Out of interest I decided to explore sum of squares optimization in the context of Lyapunov functions. Right now I’d like to use it to find the region of attraction for the value function (viewed as a Lyapunov function) of the LQR. As an example I have a single pendulum which I am keeping in its unstable equilibrium using the regulator. As for the approach I am trying to use the “The equality-constrained formulation” in section 9.2.3 of the Underactuated MIT course.
I’ve written the problem using SumOfSquares.jl but even though the simulation shows that the controlled system is stable the region found is practically zero. The script is not too long (83 lines) and hopefully commented thoroughly enough. Any help would be appreciated.
It is quite possible that there is some theoretical mistake based on the fact that I am searching over a region that is a cylinder but to my understanding that shouldn’t be the case.
I suspect (but I am not sure) that the culprit might lie hidden in the way the lifted state variables (c_\theta, s_\theta, \omega) are transformed into the physical state variables (\theta, \omega) around the upper (unstable) equilibrium. Try to run your simulation a bit longer, say, set tspan = (0.0, 10) on line 47 of your code. You will observe that once the pendulum is around the upper position, even tiny oscillations of c_\theta and s_\theta around their equilibrium values lead to a jump in the angle \theta.
By the way, you may have wanted to put -1 instead of 1 on line 54: plt = plot(ts, mapreduce(t -> state_difference(sol(t), [0, 1, 0])', vcat, ts)).
I think that should only effect the plotting, where I have theta=0 at the stable equilibrium. As I linearize the system around the upright equilibrium the controller does behave as it should. I could Indeed somewhat fix it by selecting theta=0 to be at the unstable equilibrium for plotting.
I stripped down the script down a bit. The lyapunov function is now -potential_energy + kinetic_energy. For it, I created the controller ad-hoc. Its first and third term would stabilize the system from any state beside theta=0 so I added the second term to limit the maximum potential ROA. I still run into the same problem.
Mosek terminates early with the status SLOW_PROGRESS for some reason which is probably why the region it too large. I wonder what makes it get stuck and if it could be helped in any way.

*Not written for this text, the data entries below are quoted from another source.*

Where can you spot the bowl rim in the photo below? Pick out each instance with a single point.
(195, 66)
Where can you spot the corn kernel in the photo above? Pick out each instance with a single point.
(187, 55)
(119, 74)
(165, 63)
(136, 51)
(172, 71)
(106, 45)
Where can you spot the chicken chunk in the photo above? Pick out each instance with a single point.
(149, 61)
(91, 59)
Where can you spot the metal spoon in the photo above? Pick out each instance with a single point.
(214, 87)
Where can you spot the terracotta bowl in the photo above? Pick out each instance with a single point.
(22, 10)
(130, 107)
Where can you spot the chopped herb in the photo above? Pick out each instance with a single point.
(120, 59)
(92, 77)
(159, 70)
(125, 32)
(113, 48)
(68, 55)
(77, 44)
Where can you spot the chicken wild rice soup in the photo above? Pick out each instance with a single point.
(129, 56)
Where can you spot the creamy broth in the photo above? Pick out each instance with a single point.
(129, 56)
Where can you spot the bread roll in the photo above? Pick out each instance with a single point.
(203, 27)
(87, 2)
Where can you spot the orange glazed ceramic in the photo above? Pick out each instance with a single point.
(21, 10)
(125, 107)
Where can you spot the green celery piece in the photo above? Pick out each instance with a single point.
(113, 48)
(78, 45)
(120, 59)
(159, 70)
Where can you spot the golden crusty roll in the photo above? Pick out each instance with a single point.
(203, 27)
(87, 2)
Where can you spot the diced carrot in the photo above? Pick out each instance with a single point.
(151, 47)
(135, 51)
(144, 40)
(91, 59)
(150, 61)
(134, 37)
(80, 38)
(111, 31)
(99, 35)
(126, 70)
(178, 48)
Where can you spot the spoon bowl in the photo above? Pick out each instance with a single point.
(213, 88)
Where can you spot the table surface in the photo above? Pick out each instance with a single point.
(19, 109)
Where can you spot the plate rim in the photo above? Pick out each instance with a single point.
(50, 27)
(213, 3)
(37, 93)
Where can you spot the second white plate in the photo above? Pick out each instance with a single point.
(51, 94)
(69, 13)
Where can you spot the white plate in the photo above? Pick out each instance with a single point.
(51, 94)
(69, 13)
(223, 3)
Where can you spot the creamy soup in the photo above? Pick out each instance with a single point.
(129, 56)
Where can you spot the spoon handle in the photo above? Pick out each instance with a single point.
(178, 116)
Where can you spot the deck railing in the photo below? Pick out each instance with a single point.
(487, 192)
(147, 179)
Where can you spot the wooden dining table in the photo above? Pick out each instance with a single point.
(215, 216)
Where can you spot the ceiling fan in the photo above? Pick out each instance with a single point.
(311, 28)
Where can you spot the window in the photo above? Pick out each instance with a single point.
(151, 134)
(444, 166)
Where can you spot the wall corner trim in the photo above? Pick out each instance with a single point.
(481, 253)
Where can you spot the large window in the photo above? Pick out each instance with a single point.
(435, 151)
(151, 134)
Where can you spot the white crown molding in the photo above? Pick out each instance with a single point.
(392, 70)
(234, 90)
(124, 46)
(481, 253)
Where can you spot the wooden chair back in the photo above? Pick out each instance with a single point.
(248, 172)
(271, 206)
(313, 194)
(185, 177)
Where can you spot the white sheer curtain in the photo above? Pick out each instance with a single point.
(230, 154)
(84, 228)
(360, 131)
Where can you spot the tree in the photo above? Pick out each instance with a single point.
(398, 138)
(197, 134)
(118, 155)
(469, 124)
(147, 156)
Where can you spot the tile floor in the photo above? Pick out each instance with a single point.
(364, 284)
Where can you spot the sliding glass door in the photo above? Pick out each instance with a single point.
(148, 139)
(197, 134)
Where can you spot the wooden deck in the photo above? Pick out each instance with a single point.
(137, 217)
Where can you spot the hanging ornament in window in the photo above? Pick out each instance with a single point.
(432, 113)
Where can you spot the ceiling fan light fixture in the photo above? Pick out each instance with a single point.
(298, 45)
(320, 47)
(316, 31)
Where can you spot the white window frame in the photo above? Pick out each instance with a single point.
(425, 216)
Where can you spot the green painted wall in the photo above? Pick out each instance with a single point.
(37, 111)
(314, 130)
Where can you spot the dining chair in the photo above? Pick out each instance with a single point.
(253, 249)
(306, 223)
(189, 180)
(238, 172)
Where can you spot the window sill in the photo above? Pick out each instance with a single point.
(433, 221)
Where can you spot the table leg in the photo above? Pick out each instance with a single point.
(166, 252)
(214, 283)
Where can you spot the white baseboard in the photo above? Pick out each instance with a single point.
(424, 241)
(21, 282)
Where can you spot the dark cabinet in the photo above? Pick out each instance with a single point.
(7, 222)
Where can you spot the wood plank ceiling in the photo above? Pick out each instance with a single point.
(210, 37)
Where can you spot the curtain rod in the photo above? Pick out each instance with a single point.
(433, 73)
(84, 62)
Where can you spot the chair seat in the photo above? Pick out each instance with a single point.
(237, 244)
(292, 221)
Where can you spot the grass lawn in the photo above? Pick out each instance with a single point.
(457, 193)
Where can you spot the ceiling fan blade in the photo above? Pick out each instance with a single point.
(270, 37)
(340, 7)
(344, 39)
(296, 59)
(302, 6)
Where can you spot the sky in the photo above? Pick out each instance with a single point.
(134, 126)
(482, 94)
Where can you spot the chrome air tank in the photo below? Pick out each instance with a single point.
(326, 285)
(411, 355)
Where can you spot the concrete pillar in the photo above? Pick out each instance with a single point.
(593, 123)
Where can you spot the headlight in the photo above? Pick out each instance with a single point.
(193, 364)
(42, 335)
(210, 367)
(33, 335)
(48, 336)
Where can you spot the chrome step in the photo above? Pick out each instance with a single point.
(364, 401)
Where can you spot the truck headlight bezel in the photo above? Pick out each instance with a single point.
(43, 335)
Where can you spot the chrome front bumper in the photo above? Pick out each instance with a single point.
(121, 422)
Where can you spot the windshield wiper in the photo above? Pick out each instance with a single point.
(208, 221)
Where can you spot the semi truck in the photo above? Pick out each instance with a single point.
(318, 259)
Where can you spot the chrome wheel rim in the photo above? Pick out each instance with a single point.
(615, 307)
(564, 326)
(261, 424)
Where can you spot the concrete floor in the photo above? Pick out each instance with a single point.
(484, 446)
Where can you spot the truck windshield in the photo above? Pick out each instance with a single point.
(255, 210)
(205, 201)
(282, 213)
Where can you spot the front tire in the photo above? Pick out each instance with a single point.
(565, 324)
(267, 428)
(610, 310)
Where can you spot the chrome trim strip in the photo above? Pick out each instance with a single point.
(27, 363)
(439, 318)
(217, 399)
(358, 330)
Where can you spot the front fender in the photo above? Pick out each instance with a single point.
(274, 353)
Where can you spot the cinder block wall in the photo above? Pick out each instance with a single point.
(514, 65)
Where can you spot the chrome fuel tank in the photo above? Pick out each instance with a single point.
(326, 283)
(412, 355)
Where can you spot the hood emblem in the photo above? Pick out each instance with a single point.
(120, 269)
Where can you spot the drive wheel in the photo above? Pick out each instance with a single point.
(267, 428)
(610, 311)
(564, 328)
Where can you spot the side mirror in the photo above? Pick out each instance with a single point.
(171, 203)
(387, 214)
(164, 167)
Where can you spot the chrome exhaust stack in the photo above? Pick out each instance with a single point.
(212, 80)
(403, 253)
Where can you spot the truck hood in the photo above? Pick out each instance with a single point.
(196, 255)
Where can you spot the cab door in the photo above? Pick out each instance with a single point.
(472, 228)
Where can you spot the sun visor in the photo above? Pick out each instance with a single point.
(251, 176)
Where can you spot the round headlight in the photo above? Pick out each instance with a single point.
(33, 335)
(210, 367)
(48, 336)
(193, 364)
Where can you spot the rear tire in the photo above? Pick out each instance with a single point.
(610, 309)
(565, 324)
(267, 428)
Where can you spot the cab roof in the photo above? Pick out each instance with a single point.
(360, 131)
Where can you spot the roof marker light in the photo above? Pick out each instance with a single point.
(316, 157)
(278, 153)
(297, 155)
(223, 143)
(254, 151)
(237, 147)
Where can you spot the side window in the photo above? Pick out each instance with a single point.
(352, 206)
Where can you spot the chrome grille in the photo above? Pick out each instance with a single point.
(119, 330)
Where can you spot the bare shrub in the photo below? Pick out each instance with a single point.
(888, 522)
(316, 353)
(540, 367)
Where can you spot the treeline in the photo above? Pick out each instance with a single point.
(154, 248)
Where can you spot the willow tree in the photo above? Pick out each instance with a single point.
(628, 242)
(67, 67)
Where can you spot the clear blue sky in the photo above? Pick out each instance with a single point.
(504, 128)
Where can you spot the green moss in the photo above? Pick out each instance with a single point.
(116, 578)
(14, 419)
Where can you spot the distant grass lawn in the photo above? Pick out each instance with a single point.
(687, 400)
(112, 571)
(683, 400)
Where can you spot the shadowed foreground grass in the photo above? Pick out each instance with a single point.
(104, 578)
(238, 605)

From my experience, nonlinear conic optimization has its intrinsic severer numerical issues than linear optimization. Therefore it is not unusual to see Mosek slowing its progress.
Well, I admit did not have prior experience with that equality variant of the ROA optimization problem described in the Tedrake’s notes. But have you tried the more “traditional” inequality one (also described in the notes) for which the constraint would be -\dot V(x) + \lambda(x)(V(x)-\rho) \in \text{SOS}, and \lambda(x)\in\text{SOS}? Of course, you will have to proceed by line-searching for \rho (fixing \rho to some positive value), but that is not a big deal. I am just curious if at least the other approach worked for this system.
Yes, I tried alternating between searching for \lambda(x) and \rho but it again failed with SLOW PROGRESS (not only Mosek but also CSDP), searching for \lambda(x), in the first iteration (I’ve added the script to the gist).
I also tried Hypatia.jl which gave a similar result to Mosek but claimed to be successful. Regarding your result it’s way smaller than I would expect. I also tried searching for a region of attraction when I have the globally stabilizing controller with CSDP and the result was similarly small.
Now that I’ve been thinking about this topic for a bit, I’m not sure I see utility in quantifying the region of attraction using a single value, especially if my Lyapunov function is fixed. It feels like it is restricted by the how the coefficients scale different polynomials. Maybe this also causes some of the numerical issues.
The reason I bring this up is that for the same system I was able to do some cool stuff regarding optimizing a controller for the same Lyapunov function.